Christopher Concannon, the executive vice president for transaction services at Nasdaq OMX, said the exchanges favor the circuit-breaker model in part because its easier to implement in today’s world of fast-paced electronic trading.

“When there are hundreds of trades in a given second on active stocks, it takes a lot of computer processing when deciding how to price your order,” he said. “That is one of the challenges with the old uptick rule. It was truly designed for a market that traded a few million shares. Today message traffic has increased to over 10 billion shares per day.”

Mr. Concannon said if the SEC adopted the exchanges’ proposal after the public comment period, the industry could implement the new rules some time in the third quarter.

My gut feeling is that the best option is to either reinstate the original uptick rule that was overturned in 2007, or the “bid test” uptick rule alternative.

I don’t think that the either of the circuit breaker rules are the way to go because there is a lot of manipulation that could be done before the circuit breakers kick in. Knock it down 9% today, another 9% tomorrow, and another 9% the day after that … and the circuit breakers would never kick in.

The SEC is facing a great deal of political pressure to act on short selling soon.

Several U.S. Senators, including Ted Kaufman (D., Del.), and Johnny Isakson (R., Ga.), have sent letters to the SEC and introduced legislation to force the old uptick rule’s reinstatement. In the U.S. House, Rep. Gary Ackerman (D., N.Y.), also introduced a similar bill in January.

“I’m trying to see why it’s taking so long to do this,” Sen. Kaufman said in a recent interview with Dow Jones Newswires, noting he thinks a return of the uptick rule should help restore some confidence in the markets.

Not everyone is in such a rush to reinstate the rule.

Eric W. Hess, the general counsel at Direct Edge, points to the SEC’s own past studies showing the rule’s ineffectiveness and said any version of an uptick rule could harm liquidity.

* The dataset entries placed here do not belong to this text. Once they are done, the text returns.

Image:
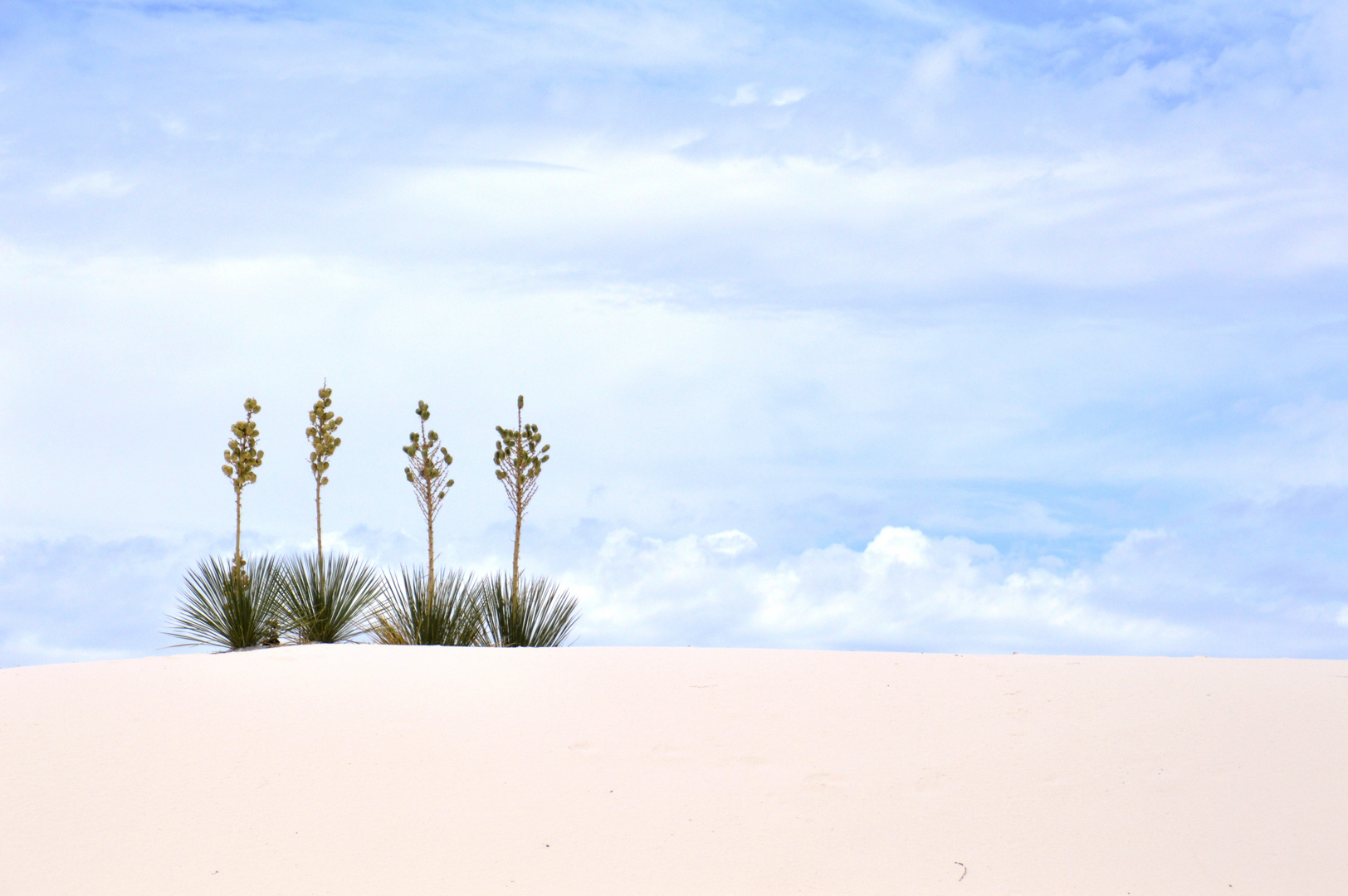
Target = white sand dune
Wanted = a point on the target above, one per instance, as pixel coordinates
(423, 770)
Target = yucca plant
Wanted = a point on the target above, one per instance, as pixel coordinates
(429, 475)
(222, 608)
(540, 613)
(326, 601)
(324, 440)
(410, 615)
(242, 458)
(520, 462)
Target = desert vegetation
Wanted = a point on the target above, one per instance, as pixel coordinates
(266, 600)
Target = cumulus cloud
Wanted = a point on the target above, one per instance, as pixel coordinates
(1057, 286)
(903, 591)
(100, 185)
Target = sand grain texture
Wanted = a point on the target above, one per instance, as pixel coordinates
(341, 770)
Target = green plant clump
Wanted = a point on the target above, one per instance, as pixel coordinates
(325, 602)
(538, 613)
(222, 608)
(408, 615)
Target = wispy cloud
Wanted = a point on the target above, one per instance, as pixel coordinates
(1049, 290)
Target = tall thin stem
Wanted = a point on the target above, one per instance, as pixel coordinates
(319, 505)
(520, 504)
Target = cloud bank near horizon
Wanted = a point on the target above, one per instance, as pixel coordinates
(1054, 293)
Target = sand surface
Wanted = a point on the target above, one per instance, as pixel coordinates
(423, 770)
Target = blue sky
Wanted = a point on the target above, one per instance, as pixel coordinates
(859, 325)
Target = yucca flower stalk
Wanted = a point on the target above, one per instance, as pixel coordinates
(518, 465)
(242, 458)
(321, 434)
(408, 613)
(429, 475)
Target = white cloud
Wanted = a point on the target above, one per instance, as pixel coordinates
(903, 591)
(745, 95)
(789, 96)
(101, 185)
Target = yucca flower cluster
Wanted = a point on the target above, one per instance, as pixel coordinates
(265, 600)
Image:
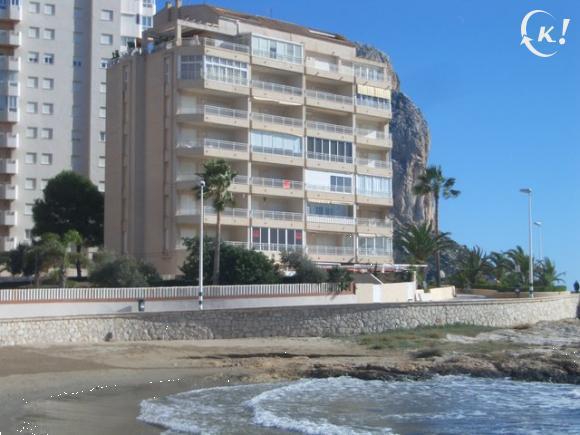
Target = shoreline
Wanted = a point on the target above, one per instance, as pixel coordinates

Direct Edge is currently neck-and-neck with BATS to be the third-largest equities trading venue behind NYSE and Nasdaq.

“We are against restricting one kind of liquidity over another,” Hess said, noting the SEC should focus on attacking abusive trading conduct instead of imposing restrictions.

“Liquidity, efficiency, transparency and fairness — those are the cornerstones of a healthy market,” he added. “And when you start imposing restrictions that discriminate against one kind of liquidity versus another, it can have a ripple effect on the market.”

Sounds like Hess is really just thinking about the health of his own company than the health of the markets as a whole.